Where Royalty meets the Berkshires

Geez I sound like a cheezy travel writer.  Furthest from it.

It was a father/son weekend.  Fall chill in the air.  Scary pumpkin carvings.  Expansive grounds with a gorgeous mansion reminiscent of Irish Castles.  And wine.   Lots of wine.  Chateau Haut-Brion to be exact.

The setting: Blantyre.  A story-book country estate in historic Lenox, MA.  The main event: A dinner/wine pairing featuring Chateau Haut-Brion Bordeaux wines.  This wine is amazing.  It’s rich history is amazing.  What touched me was that this wine was the first “First Growth” Bordeaux wine imported into the United States, and that none other than Thomas Jefferson bought six cases of the stuff during his French travels and had it imported back to the states (source: Wikipedia).

Since then it has seen many owners, it’s latest being the Dillon Family, thus making it the only first-growth Bordeaux to be American-owned. 

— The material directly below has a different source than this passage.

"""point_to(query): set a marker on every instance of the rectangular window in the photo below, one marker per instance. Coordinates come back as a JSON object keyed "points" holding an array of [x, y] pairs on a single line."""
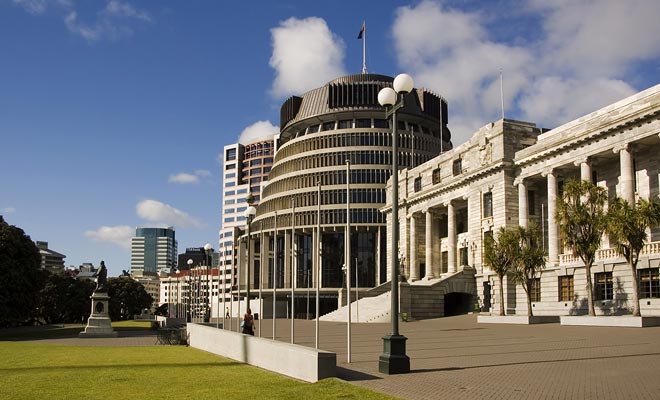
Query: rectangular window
{"points": [[531, 202], [328, 126], [535, 289], [363, 123], [566, 288], [457, 167], [649, 283], [603, 286], [436, 176], [345, 124], [488, 204]]}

See photos below – and you’ll want to get yourself a bottle of Chateau Haut-Brion (try the 1981 vintage, if you can find it).  You’ll also want to visit Blantyre’s website and book yourself and romantic winter weekend trip.  You may just well see me up there again very soon.  I’m already dreaming of lounging by the fireplace, enjoying a cocktail, and looking forward to the bountiful breakfast that lies ahead for me the following morning. 

We stayed in a suite in the Carriage House.  Highly recommended.  I hear the rooms in the main house are equally as luxurious.

Okay, enough talk.  Here are the goods:


Dad looks nice and relaxed, don’t he?

The grounds at Blantyre, and the wonderfully appointed rooms.  Look at those goodies that were left for us!

The Krug was flowing during cocktail hour, and the table was set for dinner. 

Pumpkins galore!

Thanks to Ann FitzPatrick for having the most amazing place in the Berkshires, and perhaps the entire East coast.  Go there, would ‘ya?



1 Comment

  1. The most important question: How was the wine served? Boxes or Bottles?

    Don’t underestimate the power of the box of wine.